Middleware Usage
Write a middleware class
Create a class in your module's Middlewares namespace and extend Quantum\Middleware\Middleware.
namespace App\Blog\Middlewares;
use Closure;
use Quantum\Http\Request;
use Quantum\Http\Response;
use Quantum\Middleware\Middleware;
final class RequireEditor extends Middleware
{
public function __construct(private Request $request)
{
}
public function apply(Request $request, Closure $next): Response
{
if (!auth()->check() || !auth()->user()->isEditor()) {
return redirect('/signin');
}
return $next($request);
}
}
The constructor example matters because the manager instantiates middleware with the current request before apply() runs.
Continue or stop
The basic decision inside apply() is simple:
- return
$next($request)when the request may continue - return your own
Responsewhen the request should stop here
A common pattern is to validate first and only continue on success.
public function apply(Request $request, Closure $next): Response
{
if (!$request->has('token')) {
return response()->json([
'message' => 'Missing token',
], 400);
}
return $next($request);
}
Understand execution order
Middleware runs in route order.
If a route lists multiple middleware names, the first one gets the first chance to stop or modify the request. Later middleware run when earlier middleware call $next(...).
Group middleware wraps route-specific middleware. This is the usual shape for shared access checks plus route-level refinements.
$route->group('account', function ($route) {
$route->get('profile', 'AccountController', 'profile');
$route->post('avatar', 'AccountController', 'avatar')
->middlewares(['VerifiedUser']);
})->middlewares(['Auth']);
With this setup, Auth runs before VerifiedUser.
Know what the package resolves
The manager does not look in the container and does not resolve middleware by alias.
Make sure:
- the class exists under the current module's
Middlewaresnamespace - the route middleware name matches the class suffix exactly
- the class extends
Quantum\Middleware\Middleware - any constructor you define accepts the current
Request
Keep rate limiting in mind
If the route also has a rate-limit definition, Quantum runs rate limiting before your module middleware.

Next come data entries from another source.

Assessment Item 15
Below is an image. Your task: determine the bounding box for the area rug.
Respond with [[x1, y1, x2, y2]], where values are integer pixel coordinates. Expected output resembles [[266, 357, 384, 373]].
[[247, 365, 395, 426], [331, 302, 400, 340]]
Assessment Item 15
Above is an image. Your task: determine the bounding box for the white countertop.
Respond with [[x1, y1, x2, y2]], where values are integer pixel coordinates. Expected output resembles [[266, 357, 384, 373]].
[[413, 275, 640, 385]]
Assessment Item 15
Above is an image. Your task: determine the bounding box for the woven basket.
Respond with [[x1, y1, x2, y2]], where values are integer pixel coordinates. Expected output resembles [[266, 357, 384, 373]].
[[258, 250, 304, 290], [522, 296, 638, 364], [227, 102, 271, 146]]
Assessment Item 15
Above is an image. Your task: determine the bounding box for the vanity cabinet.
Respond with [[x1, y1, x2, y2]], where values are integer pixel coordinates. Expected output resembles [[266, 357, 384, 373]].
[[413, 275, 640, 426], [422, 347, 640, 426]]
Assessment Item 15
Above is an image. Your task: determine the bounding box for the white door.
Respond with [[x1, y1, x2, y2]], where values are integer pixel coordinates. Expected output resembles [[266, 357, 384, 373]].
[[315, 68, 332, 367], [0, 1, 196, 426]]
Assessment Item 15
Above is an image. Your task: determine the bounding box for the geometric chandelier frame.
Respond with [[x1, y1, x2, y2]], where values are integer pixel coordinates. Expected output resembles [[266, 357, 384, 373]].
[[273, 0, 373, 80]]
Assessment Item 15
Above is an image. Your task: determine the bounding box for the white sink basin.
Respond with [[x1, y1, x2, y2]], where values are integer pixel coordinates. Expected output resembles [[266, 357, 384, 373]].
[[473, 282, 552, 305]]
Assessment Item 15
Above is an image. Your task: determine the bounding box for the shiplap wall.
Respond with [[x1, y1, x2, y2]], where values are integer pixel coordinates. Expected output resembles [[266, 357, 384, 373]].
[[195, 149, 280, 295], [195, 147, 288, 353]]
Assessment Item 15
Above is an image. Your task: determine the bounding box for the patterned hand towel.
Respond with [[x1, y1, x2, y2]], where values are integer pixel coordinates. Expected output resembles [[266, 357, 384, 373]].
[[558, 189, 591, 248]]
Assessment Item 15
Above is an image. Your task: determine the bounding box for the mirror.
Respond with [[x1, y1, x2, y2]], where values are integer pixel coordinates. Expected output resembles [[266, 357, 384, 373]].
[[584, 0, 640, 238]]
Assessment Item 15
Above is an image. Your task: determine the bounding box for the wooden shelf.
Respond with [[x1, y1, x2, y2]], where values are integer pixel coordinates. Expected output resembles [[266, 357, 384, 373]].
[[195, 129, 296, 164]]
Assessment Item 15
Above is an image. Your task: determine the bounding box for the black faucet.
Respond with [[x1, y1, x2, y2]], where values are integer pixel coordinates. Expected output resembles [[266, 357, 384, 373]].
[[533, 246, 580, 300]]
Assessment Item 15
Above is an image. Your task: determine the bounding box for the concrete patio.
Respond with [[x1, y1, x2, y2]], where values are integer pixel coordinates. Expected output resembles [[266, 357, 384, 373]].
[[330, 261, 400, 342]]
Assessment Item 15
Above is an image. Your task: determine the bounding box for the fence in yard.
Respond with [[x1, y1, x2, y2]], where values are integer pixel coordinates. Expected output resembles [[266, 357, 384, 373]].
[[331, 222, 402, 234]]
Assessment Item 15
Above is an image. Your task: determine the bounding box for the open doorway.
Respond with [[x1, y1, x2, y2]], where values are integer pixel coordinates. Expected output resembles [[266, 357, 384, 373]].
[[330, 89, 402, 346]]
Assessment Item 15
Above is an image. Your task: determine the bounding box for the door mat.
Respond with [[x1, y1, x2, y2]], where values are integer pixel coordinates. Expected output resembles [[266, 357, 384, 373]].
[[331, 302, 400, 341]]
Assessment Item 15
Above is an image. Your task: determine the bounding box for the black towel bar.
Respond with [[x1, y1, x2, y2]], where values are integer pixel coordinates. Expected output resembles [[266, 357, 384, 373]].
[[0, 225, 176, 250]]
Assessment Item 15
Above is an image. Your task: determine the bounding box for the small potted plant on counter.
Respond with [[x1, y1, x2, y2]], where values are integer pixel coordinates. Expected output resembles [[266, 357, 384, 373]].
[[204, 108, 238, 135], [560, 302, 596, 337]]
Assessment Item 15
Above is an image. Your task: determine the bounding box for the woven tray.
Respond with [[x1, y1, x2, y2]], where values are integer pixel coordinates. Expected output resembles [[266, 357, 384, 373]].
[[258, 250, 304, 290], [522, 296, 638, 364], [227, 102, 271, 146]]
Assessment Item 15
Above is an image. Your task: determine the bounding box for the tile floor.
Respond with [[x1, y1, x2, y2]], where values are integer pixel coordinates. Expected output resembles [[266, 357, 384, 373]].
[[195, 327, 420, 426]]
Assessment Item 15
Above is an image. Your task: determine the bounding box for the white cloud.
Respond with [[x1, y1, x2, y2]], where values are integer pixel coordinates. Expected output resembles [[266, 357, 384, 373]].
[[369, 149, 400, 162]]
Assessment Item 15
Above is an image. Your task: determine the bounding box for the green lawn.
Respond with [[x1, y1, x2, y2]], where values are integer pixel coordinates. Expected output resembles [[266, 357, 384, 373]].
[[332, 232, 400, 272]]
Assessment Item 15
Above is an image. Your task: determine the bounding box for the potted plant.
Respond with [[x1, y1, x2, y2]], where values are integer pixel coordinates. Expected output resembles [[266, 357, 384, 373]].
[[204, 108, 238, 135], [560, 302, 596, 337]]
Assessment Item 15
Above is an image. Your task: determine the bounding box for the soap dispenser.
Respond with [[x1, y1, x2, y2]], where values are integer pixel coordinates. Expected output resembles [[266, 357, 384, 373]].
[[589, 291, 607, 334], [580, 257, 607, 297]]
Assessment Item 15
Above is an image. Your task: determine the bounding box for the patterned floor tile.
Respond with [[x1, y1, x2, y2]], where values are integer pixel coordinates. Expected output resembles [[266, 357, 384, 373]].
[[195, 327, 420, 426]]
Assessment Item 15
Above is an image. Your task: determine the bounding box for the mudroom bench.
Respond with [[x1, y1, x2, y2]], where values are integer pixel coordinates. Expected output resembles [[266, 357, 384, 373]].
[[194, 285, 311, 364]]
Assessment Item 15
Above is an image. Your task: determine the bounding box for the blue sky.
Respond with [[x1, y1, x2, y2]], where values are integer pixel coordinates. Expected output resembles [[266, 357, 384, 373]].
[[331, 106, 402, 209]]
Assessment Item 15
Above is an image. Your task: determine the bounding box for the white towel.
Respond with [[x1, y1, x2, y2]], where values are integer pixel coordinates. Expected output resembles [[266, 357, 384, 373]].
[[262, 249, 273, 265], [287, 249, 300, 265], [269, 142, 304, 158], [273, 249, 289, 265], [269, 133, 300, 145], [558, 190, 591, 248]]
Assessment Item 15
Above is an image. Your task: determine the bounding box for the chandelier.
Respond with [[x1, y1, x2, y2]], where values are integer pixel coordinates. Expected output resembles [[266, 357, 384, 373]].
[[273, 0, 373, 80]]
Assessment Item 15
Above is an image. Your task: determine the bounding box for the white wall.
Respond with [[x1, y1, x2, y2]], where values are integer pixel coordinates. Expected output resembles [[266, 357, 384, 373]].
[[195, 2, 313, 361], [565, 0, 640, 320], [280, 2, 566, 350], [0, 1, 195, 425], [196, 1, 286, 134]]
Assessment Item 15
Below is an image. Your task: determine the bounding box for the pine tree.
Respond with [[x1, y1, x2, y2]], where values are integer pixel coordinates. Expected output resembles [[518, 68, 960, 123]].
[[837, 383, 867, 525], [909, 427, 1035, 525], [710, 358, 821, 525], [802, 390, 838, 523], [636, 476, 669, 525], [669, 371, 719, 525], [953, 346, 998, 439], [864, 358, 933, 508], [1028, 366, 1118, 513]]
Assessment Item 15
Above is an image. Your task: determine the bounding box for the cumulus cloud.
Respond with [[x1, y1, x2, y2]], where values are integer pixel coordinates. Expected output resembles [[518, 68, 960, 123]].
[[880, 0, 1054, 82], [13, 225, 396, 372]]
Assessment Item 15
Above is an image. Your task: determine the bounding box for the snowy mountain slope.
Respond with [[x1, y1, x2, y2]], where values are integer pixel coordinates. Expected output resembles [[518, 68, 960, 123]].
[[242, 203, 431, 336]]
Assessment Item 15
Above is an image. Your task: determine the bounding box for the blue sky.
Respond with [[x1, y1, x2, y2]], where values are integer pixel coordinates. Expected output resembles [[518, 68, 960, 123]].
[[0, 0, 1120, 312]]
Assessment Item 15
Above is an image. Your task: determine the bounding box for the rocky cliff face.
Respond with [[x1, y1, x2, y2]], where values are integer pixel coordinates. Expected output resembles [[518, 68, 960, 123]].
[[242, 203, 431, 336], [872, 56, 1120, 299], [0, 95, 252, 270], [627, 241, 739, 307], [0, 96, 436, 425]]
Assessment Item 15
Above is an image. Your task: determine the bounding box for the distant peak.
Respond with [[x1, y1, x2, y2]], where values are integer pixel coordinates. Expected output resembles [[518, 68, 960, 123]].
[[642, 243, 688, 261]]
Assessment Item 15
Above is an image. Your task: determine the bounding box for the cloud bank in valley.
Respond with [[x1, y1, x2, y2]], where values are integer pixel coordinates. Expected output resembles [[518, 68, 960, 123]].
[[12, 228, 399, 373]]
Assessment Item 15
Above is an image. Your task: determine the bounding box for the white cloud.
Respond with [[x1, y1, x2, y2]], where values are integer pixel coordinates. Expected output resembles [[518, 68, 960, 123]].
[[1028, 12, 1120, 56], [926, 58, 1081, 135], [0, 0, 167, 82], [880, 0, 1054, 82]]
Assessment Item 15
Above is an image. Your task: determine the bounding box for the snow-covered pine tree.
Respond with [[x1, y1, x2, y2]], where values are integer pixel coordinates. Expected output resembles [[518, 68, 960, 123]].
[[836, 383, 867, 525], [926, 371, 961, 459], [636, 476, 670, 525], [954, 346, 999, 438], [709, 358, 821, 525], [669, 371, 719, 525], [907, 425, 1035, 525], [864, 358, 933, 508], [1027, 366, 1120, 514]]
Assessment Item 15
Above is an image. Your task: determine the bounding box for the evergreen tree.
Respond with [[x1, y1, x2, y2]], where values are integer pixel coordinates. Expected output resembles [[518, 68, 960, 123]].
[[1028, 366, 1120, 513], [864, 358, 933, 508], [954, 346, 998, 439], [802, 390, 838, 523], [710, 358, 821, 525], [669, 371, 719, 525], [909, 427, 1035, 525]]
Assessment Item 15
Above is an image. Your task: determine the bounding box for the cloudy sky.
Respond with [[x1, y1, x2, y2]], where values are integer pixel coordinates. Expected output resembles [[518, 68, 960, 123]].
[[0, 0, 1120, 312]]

That means your custom middleware may never run when the request is already rejected by the rate-limit stage.
Good fit for this package
Use middleware for request-level gates such as:
- authentication and guest checks
- ownership and role checks
- request preconditions
- early redirects or early API error responses
Avoid putting long business workflows here. The package is built for request flow control around a route handler.